In memory of Glenn Frey, please enjoy this repost of an examination of one of his most beloved songs

Many mysteries surround the Eagles’ popular classic tune Hotel California, from the warm smell of colitas (marijuana buds) rising up in the air to the nature of the immortal beast in the master’s chambers. By far, however, the most central mystery is the nature of the eponymous hotel itself. Is it a real hotel? The city of Los Angeles? A state of mind?

I would suggest that the answer is found in existentialist philosopher Jean-Paul Sartre’s 1994 play No Exit (original French title, Huis Clos). In the play three unpleasant and recently deceased people wind up in Hell, and are surprised to find, instead of fire, brimstone and devils, what appears to be the inside of a locked hotel room, and each other.

The underlying message is that we each create hell –or, presumably heaven –through our own existential choices (or lack thereof). The presence of three people who mutually torture each other, just by their clashing personalities, adds dramatic interest for the purpose of the play. Sartre’s real point, however, could have just as easily been created with one person: From an existential point of view, life is making choices, death is the refusal to make real choices (and accept the responsibility that comes with it), and the only thing that can ever really trap us is ourselves. Accordingly, the climax of the play comes when one of the main characters, Garcin, unexpectedly confronts an open and unlocked door, after spending the entire rest of the play raging against being locked in, and demanding to be let out. After contemplating it for a long moment, he closes it himself. It is only then that we, the audience, understand how completely and inescapably he is trapped. The locked door is just a convenient prop for his theatrics. His real imprisonment is carried within.

https://www.youtube.com/watch?v=lrfhf1Gv4Tw

Hotel California, in my view, although it appears initially as an earthly paradise, is actually one with the hellish hotel in No Exit. An extended metaphor for the Southern California mindset and the materialistic Los Angeles lifestyle, the hotel traps those who come seeking its glitz, glamor and superficial warmth –or rather, provides the setting in which they trap themselves. An artificial substitute for an ever receding real life, the hotel is a place where (as in No Exit) you can “check out” any time you like, but you can never leave.

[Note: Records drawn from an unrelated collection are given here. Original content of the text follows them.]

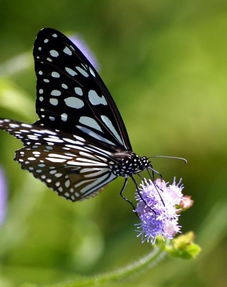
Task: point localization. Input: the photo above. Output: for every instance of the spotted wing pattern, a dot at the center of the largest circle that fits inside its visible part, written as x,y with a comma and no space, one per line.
65,163
72,97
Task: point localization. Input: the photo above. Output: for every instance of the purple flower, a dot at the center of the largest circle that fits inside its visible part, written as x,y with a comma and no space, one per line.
3,196
83,47
158,209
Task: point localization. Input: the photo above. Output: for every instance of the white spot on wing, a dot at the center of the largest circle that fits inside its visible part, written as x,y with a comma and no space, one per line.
109,124
82,71
55,93
87,121
54,101
55,75
54,53
78,91
74,102
64,117
95,99
70,71
67,51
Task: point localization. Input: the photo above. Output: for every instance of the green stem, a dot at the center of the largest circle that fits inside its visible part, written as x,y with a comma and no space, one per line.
142,264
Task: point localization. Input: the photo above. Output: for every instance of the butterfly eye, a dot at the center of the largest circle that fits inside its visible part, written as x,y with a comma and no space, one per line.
80,142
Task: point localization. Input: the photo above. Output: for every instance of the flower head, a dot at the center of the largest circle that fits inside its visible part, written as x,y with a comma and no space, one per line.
3,196
158,209
83,47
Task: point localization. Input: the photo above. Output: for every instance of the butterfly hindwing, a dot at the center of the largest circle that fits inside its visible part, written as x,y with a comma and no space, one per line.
64,163
71,96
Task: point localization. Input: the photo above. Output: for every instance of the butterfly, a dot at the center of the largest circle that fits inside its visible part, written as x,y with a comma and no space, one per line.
80,142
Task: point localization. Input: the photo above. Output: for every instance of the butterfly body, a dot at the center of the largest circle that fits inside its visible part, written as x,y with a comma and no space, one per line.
80,142
129,164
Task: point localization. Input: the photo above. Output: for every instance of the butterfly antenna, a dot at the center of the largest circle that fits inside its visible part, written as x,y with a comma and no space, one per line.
169,156
122,195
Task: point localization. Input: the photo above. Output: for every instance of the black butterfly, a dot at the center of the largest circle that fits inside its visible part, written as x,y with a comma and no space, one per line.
80,142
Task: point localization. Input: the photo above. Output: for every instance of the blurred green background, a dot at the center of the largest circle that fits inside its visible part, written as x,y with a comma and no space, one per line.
165,63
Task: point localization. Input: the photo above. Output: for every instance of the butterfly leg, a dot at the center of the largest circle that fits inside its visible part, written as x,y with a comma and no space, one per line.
122,195
140,195
154,171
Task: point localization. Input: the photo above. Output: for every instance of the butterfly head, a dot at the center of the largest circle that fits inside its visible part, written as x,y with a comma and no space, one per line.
129,164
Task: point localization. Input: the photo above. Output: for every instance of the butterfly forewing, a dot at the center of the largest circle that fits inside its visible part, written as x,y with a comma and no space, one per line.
71,96
76,145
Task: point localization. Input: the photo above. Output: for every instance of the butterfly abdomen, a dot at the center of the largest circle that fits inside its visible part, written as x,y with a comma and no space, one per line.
128,164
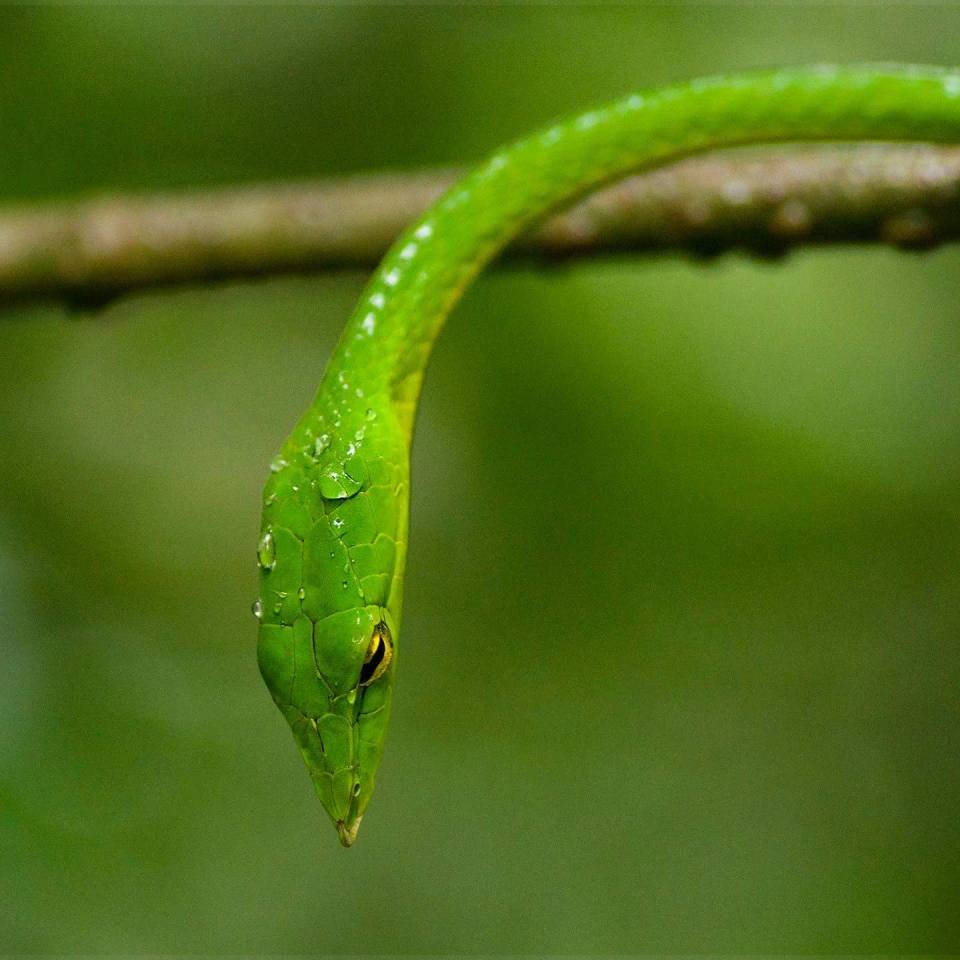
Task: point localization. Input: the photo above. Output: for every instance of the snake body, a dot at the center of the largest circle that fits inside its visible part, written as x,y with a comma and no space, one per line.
334,530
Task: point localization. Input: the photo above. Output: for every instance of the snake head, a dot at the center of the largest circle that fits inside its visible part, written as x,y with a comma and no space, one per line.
327,644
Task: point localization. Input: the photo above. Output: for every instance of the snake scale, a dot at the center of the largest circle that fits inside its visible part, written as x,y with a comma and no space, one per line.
335,509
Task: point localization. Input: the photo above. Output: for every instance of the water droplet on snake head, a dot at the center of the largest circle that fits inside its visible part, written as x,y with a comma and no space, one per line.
267,550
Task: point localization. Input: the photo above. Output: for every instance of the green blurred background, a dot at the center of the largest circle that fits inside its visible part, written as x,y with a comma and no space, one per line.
681,645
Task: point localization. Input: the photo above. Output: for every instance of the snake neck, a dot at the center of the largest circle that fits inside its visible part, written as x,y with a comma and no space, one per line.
387,342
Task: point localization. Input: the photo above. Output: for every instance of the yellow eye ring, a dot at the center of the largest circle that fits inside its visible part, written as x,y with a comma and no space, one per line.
378,656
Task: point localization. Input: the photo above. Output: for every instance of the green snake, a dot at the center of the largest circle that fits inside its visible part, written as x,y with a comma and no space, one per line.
334,530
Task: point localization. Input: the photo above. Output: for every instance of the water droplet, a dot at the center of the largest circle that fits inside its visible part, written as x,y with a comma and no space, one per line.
267,551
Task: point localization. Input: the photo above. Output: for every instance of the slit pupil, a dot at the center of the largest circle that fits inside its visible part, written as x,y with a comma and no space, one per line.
370,667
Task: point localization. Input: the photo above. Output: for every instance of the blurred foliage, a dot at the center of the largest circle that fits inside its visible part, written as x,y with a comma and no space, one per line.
681,659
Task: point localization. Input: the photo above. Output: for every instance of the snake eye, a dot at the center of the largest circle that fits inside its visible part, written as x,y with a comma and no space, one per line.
379,655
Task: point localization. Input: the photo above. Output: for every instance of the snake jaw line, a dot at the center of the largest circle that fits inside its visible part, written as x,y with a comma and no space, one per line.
348,834
339,579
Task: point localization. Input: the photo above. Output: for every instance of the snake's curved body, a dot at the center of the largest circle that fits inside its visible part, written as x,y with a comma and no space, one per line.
333,538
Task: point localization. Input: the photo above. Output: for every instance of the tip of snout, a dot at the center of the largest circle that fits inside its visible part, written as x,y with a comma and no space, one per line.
348,831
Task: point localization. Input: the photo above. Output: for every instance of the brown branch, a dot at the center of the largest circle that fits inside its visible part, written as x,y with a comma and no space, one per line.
765,202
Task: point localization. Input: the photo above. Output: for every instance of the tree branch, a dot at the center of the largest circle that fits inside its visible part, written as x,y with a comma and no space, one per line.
765,202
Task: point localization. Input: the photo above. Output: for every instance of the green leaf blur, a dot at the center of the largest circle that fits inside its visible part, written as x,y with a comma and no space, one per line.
682,628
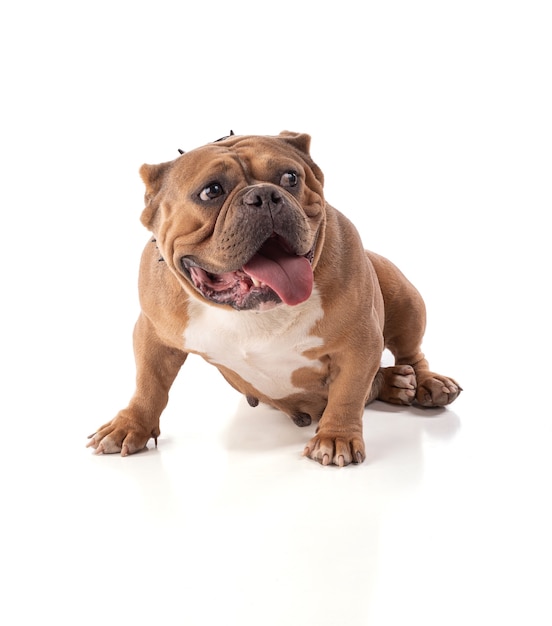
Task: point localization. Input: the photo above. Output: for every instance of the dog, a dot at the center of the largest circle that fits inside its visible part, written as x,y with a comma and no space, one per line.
252,269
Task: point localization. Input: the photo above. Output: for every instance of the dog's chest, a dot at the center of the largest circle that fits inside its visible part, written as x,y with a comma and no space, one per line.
264,349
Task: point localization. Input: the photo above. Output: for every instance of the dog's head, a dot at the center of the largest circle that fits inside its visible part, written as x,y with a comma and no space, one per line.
241,221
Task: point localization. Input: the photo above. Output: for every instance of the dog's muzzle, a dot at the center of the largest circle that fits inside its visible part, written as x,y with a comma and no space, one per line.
272,276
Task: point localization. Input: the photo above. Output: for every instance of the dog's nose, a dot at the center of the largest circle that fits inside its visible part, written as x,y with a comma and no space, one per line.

4 thoughts on ““Hotel California” – Philosophical Music: Rock

  1. “Hotel California” is one of my favorites. Many years (decades?) ago, during an interview, Don Henley talked about reading “Huis Clos,” by Sartre. He talked about how that book influenced him on the absurdity of Existentialism. During that same interview, he said much of The Eagles’ lyrics channels Existentialism. It’s true, though. What could be more Existential than the following line?

    “So often times it happens that we live our lives in chains, and we never even know we have the key.”

    We do like to build our walls, one text at a time.

  2. What actually alerted me to the connection was hearing a Chinese in friend at a karaoke in Shanghai singing the entire song in almost flawless English but clearly with no comprehension of anything but the cadence. her rendition made me listen as, like many another, I had let it wash over me as yet another product of heavy dope-taking and it was only the line about “checking out” that somehow brought the irony of the “prisoners” in Sartre’s play into sharp focus and, as the cliche has it: “The penny finally dropped.”
    After that it was easy to see connections in everything, even to the initials in the title and, rightly or wrongly, I arrived at the same conclusion as the writer of this piece.
    Are we in some tiny minority of deluded souls I wonder?
    Bob

  3. We also have to take into account the history of music in the 70’s. The song was released in 76, written in a time, when musicians can still vividly remember the 60’s but also see how the promise of it will never be fulfilled. The rebel spirit was supposed to break the system, not the other way round. And if we take an honest look into ourselves, we all took part in it. The human spirit has given in to the temptation of sex, money, drugs, feasts, the high life of the lowest instincts.